Output of vast-tools diff #69

Closed BaluPai closed 6 years ago

BaluPai commented 6 years ago

Hi,

I have been trying the vast-tools recently (thanks for this cool AS package). Running the 'diff' did not give me the format as described in the Manual. The run was fine and it did give me a .DIFF_sig.txt and a .PSI_plots.pdf. But the format of the table (.txt) file did not have the dPSI or the MV column. I tried to use the Inclusion level.tab file two ways : one by running the merge==>combine==>diff or combine (all samples in the to_combine folder) and then run diff on the Inclusion_levels.tab.

Also the number of Sig outputs was different for both the runs, I guess this should be because of the statistics applied after the merge function being different.

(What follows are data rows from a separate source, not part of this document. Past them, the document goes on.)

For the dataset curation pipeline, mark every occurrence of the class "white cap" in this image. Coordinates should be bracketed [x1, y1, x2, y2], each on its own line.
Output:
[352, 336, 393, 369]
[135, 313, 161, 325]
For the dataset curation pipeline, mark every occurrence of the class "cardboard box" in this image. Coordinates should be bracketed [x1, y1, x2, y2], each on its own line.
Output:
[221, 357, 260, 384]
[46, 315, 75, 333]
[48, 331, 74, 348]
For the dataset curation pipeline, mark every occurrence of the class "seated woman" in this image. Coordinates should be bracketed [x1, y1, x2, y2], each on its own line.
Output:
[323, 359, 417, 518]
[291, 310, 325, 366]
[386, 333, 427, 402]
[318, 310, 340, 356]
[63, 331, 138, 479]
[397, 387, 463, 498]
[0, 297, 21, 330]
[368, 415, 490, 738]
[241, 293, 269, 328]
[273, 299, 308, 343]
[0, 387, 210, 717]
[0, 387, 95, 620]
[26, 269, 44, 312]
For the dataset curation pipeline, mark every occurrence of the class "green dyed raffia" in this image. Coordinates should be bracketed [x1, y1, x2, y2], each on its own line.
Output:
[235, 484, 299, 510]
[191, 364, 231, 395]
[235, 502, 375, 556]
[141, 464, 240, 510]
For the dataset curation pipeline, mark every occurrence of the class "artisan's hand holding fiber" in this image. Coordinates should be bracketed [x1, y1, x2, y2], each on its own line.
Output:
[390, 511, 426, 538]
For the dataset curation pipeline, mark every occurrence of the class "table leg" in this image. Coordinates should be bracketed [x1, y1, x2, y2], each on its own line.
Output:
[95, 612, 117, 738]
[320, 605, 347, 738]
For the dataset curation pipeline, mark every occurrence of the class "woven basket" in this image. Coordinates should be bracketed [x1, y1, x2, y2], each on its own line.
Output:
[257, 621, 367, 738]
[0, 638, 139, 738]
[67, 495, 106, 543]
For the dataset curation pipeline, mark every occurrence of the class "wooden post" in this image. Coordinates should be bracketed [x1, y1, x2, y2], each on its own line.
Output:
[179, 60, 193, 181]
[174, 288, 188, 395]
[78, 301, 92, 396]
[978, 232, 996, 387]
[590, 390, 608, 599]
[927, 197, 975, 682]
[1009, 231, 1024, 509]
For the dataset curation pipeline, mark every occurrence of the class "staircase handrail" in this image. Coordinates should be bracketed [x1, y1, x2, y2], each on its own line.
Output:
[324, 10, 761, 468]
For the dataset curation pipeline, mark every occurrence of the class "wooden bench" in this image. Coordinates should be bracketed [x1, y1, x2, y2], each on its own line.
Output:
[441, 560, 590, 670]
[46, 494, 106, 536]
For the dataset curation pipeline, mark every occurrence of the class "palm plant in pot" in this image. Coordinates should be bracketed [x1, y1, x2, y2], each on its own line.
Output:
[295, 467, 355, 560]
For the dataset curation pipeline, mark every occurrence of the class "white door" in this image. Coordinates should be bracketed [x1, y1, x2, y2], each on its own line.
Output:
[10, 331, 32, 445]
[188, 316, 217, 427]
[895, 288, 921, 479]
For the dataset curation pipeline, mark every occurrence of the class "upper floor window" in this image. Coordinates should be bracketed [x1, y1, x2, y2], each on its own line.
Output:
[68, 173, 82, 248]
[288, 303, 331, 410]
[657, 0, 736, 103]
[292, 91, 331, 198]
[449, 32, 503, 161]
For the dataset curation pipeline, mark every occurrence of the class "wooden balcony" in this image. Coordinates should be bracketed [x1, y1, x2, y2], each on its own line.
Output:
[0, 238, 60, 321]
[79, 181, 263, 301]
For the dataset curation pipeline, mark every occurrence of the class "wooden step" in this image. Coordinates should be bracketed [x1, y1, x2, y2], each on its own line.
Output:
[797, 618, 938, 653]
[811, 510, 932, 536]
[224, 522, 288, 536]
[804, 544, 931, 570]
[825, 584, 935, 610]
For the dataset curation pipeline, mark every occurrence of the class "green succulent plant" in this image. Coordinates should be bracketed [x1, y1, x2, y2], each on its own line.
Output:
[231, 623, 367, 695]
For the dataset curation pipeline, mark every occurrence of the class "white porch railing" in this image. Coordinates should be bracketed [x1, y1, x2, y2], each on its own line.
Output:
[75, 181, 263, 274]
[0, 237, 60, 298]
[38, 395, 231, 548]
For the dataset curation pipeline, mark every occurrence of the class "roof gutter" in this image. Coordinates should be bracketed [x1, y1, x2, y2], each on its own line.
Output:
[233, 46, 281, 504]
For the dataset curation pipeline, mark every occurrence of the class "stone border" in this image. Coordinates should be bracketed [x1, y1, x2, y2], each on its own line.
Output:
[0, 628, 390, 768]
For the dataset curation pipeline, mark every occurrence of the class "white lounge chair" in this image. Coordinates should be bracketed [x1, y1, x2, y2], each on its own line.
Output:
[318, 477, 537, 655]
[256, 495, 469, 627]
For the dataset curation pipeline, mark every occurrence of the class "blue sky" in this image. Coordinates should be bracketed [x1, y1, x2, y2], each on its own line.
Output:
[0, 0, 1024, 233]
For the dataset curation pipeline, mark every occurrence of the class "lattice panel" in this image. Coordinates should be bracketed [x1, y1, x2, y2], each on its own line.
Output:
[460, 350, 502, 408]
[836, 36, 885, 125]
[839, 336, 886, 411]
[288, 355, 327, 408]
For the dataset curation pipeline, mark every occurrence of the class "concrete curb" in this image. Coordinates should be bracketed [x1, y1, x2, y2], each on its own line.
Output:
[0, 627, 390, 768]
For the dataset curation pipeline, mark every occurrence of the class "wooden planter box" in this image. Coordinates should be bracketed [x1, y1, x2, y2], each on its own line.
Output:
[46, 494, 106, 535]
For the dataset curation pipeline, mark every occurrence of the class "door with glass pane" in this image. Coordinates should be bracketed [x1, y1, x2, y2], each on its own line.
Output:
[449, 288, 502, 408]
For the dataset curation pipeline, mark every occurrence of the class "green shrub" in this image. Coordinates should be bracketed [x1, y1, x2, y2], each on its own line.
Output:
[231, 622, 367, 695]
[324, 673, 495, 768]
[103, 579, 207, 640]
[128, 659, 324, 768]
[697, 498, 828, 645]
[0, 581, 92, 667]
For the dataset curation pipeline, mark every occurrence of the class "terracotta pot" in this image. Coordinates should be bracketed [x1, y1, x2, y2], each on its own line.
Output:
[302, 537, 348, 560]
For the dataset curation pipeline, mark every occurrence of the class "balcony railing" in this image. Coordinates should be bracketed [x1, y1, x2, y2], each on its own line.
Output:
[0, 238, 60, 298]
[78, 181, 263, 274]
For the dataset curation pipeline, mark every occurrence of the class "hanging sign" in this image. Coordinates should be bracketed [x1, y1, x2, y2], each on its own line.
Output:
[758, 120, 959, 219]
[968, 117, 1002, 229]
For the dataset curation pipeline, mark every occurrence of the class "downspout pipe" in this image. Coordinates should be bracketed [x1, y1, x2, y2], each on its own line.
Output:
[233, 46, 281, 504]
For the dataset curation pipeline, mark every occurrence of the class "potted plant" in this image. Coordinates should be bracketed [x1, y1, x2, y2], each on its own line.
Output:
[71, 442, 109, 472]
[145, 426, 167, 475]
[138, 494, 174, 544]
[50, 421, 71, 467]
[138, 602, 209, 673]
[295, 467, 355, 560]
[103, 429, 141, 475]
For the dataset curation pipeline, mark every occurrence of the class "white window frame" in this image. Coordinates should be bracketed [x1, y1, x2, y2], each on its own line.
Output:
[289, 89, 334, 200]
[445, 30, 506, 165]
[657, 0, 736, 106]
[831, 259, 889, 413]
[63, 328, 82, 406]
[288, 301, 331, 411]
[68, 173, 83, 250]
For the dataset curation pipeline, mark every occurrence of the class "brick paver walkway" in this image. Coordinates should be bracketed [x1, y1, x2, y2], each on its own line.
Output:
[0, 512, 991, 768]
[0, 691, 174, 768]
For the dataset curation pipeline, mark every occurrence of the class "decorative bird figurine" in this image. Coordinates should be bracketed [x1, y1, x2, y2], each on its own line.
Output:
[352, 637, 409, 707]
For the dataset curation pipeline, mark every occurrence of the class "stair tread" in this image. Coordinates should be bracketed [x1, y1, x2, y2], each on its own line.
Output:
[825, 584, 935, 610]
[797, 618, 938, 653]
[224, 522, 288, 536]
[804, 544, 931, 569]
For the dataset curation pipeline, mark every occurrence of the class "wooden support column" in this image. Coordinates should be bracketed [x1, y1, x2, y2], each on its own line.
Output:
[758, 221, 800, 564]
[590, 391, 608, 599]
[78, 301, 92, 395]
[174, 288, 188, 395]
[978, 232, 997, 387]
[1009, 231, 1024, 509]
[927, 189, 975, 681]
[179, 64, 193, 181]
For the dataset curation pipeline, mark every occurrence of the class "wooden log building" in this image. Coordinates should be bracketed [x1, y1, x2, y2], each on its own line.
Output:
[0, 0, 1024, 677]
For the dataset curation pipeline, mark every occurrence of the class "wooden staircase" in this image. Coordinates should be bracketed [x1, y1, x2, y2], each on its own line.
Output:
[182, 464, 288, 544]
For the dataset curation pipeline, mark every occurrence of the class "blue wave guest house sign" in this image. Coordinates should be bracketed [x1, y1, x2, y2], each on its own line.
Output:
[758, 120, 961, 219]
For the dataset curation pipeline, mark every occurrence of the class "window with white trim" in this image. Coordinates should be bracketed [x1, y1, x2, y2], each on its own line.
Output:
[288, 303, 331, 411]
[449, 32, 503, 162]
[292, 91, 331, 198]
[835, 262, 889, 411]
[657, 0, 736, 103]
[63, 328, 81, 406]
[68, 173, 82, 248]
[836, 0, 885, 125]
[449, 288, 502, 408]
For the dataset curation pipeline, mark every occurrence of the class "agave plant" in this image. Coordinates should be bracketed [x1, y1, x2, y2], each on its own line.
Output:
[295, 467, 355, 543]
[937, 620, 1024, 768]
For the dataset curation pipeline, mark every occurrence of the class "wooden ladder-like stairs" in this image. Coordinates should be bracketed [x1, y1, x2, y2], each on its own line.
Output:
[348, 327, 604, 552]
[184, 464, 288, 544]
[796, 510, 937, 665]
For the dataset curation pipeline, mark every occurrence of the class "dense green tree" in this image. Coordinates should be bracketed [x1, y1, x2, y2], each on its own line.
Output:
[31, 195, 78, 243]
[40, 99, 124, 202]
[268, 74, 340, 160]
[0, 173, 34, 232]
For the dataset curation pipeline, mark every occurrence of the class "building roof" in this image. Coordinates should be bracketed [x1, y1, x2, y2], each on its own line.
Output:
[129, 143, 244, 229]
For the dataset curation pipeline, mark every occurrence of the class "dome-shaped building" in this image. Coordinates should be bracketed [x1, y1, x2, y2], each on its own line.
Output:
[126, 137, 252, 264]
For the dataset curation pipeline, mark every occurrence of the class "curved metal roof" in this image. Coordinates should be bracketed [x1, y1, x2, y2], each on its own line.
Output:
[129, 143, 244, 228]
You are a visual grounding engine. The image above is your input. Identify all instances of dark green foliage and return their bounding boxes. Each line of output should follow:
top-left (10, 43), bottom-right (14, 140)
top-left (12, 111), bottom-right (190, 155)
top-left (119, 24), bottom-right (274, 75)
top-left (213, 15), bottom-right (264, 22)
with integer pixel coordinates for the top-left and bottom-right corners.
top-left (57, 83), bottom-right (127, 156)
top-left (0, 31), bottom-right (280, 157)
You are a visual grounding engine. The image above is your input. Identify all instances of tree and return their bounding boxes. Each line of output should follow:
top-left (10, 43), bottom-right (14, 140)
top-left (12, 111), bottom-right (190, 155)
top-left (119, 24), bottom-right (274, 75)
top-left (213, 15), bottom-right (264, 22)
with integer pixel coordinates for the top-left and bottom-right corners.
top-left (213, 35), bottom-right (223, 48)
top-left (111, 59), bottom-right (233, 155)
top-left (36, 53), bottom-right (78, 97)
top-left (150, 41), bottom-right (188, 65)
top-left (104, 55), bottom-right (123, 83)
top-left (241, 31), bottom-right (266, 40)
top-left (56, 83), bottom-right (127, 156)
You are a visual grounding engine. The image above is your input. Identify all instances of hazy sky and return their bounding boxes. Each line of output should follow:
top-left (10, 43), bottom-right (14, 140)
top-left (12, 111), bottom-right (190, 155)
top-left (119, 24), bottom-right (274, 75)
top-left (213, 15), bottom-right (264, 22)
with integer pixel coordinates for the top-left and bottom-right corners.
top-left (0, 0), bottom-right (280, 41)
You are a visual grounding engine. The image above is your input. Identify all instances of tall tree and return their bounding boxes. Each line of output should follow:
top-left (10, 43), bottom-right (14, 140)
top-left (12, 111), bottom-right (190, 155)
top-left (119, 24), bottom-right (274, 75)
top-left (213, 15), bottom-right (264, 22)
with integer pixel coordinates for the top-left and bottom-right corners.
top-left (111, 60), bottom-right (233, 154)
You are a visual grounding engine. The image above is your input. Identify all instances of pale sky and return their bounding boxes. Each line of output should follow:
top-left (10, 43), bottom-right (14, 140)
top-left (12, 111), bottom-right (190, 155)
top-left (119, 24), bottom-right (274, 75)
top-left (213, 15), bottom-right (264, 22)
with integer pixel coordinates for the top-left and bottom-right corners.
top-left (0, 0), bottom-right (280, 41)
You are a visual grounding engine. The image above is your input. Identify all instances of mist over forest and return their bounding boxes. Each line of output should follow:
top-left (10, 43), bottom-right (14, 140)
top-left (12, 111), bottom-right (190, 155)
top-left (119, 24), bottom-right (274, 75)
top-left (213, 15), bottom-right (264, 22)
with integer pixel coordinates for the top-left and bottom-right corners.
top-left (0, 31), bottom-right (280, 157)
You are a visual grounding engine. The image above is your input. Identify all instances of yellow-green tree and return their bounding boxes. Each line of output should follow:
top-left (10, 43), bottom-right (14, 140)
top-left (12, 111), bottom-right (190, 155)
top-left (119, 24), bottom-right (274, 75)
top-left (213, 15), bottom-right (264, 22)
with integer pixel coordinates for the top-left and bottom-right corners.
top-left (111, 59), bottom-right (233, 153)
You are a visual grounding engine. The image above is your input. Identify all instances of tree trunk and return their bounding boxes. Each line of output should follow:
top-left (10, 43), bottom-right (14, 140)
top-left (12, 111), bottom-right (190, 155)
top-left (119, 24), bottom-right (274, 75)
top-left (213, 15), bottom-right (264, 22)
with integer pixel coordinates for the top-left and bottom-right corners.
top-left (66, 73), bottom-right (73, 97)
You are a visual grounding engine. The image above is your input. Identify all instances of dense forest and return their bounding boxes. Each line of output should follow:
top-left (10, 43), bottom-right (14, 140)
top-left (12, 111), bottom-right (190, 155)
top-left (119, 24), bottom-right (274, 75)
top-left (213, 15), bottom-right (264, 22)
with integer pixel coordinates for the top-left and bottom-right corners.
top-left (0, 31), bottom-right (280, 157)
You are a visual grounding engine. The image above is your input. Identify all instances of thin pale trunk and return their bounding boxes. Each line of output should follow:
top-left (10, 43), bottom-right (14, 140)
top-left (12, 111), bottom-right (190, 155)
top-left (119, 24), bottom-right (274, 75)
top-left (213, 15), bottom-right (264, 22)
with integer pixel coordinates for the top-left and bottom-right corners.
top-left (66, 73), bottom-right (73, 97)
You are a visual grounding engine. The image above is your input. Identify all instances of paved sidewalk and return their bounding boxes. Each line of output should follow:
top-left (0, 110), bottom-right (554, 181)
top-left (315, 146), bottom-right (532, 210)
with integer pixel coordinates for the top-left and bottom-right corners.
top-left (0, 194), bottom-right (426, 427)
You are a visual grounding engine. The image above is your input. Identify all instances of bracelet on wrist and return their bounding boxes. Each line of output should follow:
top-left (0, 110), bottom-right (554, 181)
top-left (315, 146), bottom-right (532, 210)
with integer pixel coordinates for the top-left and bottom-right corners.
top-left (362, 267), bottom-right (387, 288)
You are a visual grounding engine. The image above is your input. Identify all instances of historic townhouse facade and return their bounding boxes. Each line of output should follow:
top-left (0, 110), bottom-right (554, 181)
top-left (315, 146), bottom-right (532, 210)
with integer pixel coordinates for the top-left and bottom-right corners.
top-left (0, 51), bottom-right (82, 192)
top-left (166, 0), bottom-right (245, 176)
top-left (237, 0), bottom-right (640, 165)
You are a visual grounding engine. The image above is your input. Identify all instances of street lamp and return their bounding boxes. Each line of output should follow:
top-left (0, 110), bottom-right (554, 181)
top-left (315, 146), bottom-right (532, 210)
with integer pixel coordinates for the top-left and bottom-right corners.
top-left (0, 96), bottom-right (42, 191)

./vast-tools diff -a sam1,sam2,sam3,2sam4 -b sam1,sam2,sam3,2sam4 -i INCLUSION_LEVELS_FULL-Hsa12-hg38_all.tab -S 2 -m 0.5 -c 16.

Please let me know if this is okay.

Best regards, Balu

mirimia commented 6 years ago

Hi Balu,

Thanks for your email.

@timbitz : could you please answer the format question? Perhaps it's a documentation problem? Nothing has changed in a quite a while in diff.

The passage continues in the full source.